CNNs can also deliver high-quality time-series classification results by exploiting their structural similarity with images, and we design a strategy based on time-series data formatted like images.
Recurrent neural networks (RNNs) compute each output as a function of the previous output and new data, effectively creating a model with memory that shares parameters across a deeper computational graph. Prominent architectures include Long Short-Term Memory (LSTM) and Gated Recurrent Units (GRU) that address the challenges of learning long-range dependencies.
RNNs are designed to map one or more input sequences to one or more output sequences and are particularly well suited to natural language. They can also be applied to univariate and multivariate time series to predict market or fundamental data. This chapter covers how RNN can model alternative text data using the word embeddings that we covered in Chapter 16 to classify the sentiment expressed in documents.
This chapter shows how to leverage unsupervised deep learning for trading. More specifically, we discuss autoencoders, namely a neural network trained to reproduce the input while learning a new representation encoded by the parameters of a hidden layer. Autoencoders have long been used for nonlinear dimensionality reduction, leveraging the NN architectures we covered in the last three chapters.

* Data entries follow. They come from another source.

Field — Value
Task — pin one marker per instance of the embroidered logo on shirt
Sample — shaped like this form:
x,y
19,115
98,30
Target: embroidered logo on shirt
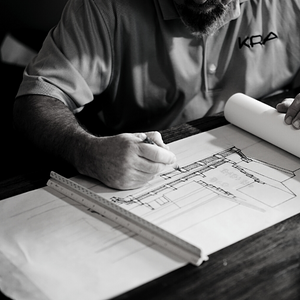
x,y
257,40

We replicate a recent AQR paper that shows how autoencoders can underpin a trading strategy. We will use a deep neural network that relies on an autoencoder to extract risk factors and predict equity returns, conditioned on a range of equity attributes.
This chapter introduces generative adversarial networks (GAN). GANs train a generator and a discriminator network in a competitive setting so that the generator learns to produce samples that the discriminator cannot distinguish from a given class of training data. The goal is to yield a generative model capable of producing synthetic samples representative of this class.
While most popular with image data, GANs have also been used to generate synthetic time-series data in the medical domain. Subsequent experiments with financial data explored whether GANs can produce alternative price trajectories useful for ML training or strategy backtests. We replicate the 2019 NeurIPS Time-Series GAN paper to illustrate the approach and demonstrate the results.
Reinforcement Learning (RL) models goal-directed learning by an agent that interacts with a stochastic environment. RL optimizes the agent's decisions concerning a long-term objective by learning the value of states and actions from a reward signal. The ultimate goal is to derive a policy that encodes behavioral rules and maps states to actions.
This chapter shows how to formulate and solve an RL problem. It covers model-based and model-free methods, introduces the OpenAI Gym environment, and combines deep learning with RL to train an agent that navigates a complex environment. Finally, we'll show you how to adapt RL to algorithmic trading by modeling an agent that interacts with the financial market while trying to optimize an objective function.
In this concluding chapter, we will briefly summarize the essential tools, applications, and lessons learned throughout the book to avoid losing sight of the big picture after so much detail.
We will then identify areas that we did not cover but would be worth focusing on as you expand on the many machine learning techniques we introduced and become productive in their daily use.
Throughout this book, we emphasized how the smart design of features, including appropriate preprocessing and denoising, typically leads to an effective strategy. This appendix synthesizes some of the lessons learned on feature engineering and provides additional information on this vital topic.
To this end, we focus on the broad range of indicators implemented by TA-Lib and WorldQuant's 101 Formulaic Alphas paper, which presents real-life quantitative trading factors used in production with an average holding period of 0.6-6.4 days.